V3.3 - Wood Shapers, part 3

Fences. Yep, that’s where we left off. So that’s where we shall resume.

On a shaper, the fence is placed on the table top and secured to the table with two long threaded rods, usually with knobs on top. The fence acts basically like the tables of a jointer, laid on their side. The infeed fence side controls the depth of the cut and the outfeed fence side supports the stock after it has passed the cutters. The biggest difference between the two is that the outfeed of the jointer is pretty much always higher than the infeed. That is not always true on a shaper. If the stock is not being removed from the entire edge of the workpiece, the outfeed fence will need to be level with the infeed so as to support it properly. Most shaper operations are this way.
One of the most innovative fence systems to come along in the past 20 years was the segmented fence. This fence consists of fence “fingers” that are small slats of material and they can be adjusted to conform more closely to the cutters and guard outline for better support and dust collection.

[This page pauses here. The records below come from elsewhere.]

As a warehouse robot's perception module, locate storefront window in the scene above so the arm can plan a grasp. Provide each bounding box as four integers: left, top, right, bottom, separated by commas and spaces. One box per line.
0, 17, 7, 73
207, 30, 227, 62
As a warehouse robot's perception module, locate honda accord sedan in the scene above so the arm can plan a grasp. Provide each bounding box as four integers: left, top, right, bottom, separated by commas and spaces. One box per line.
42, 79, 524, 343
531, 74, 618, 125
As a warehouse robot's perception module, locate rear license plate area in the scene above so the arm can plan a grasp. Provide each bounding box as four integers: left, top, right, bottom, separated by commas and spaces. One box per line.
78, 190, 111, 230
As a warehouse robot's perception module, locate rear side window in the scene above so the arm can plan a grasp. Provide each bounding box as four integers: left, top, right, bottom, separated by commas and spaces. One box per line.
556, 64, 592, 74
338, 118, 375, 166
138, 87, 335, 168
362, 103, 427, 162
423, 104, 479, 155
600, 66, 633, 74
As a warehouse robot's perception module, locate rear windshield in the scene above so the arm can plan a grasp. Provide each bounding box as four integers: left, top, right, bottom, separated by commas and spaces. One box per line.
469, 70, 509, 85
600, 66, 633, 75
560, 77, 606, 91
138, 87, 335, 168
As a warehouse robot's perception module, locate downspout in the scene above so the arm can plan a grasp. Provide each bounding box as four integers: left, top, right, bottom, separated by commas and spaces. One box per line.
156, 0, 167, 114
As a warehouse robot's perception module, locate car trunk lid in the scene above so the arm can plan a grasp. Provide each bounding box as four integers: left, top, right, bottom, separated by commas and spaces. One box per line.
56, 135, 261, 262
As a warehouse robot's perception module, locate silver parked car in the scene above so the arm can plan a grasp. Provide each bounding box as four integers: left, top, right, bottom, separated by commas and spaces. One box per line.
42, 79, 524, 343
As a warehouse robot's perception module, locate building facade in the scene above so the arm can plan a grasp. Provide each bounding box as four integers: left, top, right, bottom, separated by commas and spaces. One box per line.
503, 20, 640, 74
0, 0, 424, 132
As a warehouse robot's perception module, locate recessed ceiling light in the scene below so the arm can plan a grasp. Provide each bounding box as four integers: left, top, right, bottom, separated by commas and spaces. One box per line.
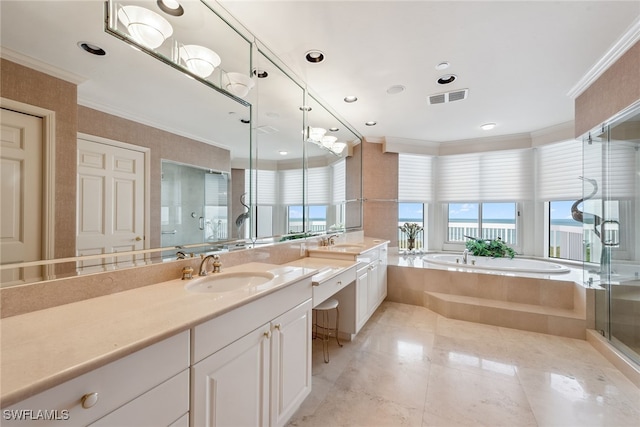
156, 0, 184, 16
438, 74, 458, 85
305, 50, 324, 64
78, 42, 107, 56
253, 68, 269, 79
387, 85, 405, 95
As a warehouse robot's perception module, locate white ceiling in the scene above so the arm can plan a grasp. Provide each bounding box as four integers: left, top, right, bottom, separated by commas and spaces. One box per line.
219, 0, 640, 145
5, 0, 640, 158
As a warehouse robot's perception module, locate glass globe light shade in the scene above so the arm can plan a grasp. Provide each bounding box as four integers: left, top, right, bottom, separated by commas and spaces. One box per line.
118, 5, 173, 49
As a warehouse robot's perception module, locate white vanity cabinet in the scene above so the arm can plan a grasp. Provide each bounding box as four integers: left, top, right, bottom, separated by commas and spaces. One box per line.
2, 331, 189, 427
190, 278, 311, 427
335, 245, 387, 338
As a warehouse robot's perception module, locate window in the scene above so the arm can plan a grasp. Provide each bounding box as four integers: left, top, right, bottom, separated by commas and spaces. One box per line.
398, 203, 426, 250
549, 200, 591, 261
287, 205, 327, 233
447, 202, 517, 245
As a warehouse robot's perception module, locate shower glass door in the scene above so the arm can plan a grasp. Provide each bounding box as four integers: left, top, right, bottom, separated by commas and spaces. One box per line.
583, 104, 640, 364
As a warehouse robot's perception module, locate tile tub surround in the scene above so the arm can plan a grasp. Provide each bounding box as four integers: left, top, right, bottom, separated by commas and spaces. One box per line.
288, 302, 640, 427
387, 252, 594, 339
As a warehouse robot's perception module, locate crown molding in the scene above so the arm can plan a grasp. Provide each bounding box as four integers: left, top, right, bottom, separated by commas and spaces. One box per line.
0, 47, 89, 85
567, 17, 640, 99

For best results the opening between the fence halves should never be more than is just enough to clear the cutters and/or guard.
Speaking of guards, there are two basic types for most shapers. The “ring guard” is, as it sounds, a small ring that is mounted on an overhanging arm and it encircles the top of the spindle. The most familiar shaper guard nowadays is the polycarbonate/Lexan, clear or orange-colored disc guard with the rounded edge. It sits on top of the cutter(s) and comes with bushings and washer kits to allow it to fit most spindles. This disc has a high-speed, pre-lubricated ball bearing center that mounts directly on the spindle. It keeps the operators fingers out of harms way, away from the revolving cutter. It minimizes flying chips and yet allows excellent vision to see the work as it is being shaped.
One of the most necessary parts of a shaper is the sliding jig. Its purpose is to clamp the work securely so that it can be advanced into the cutters. It is primarily used in creating return moldings across the ends of narrow strips.
Of course each shaper has an on/off switch and most of them are mounted within easy access of the operator. Some shapers have a movable arm that can be raised above the rear of the table for very good switch access. The switch for reversing the motor is usually on the side of the motor itself.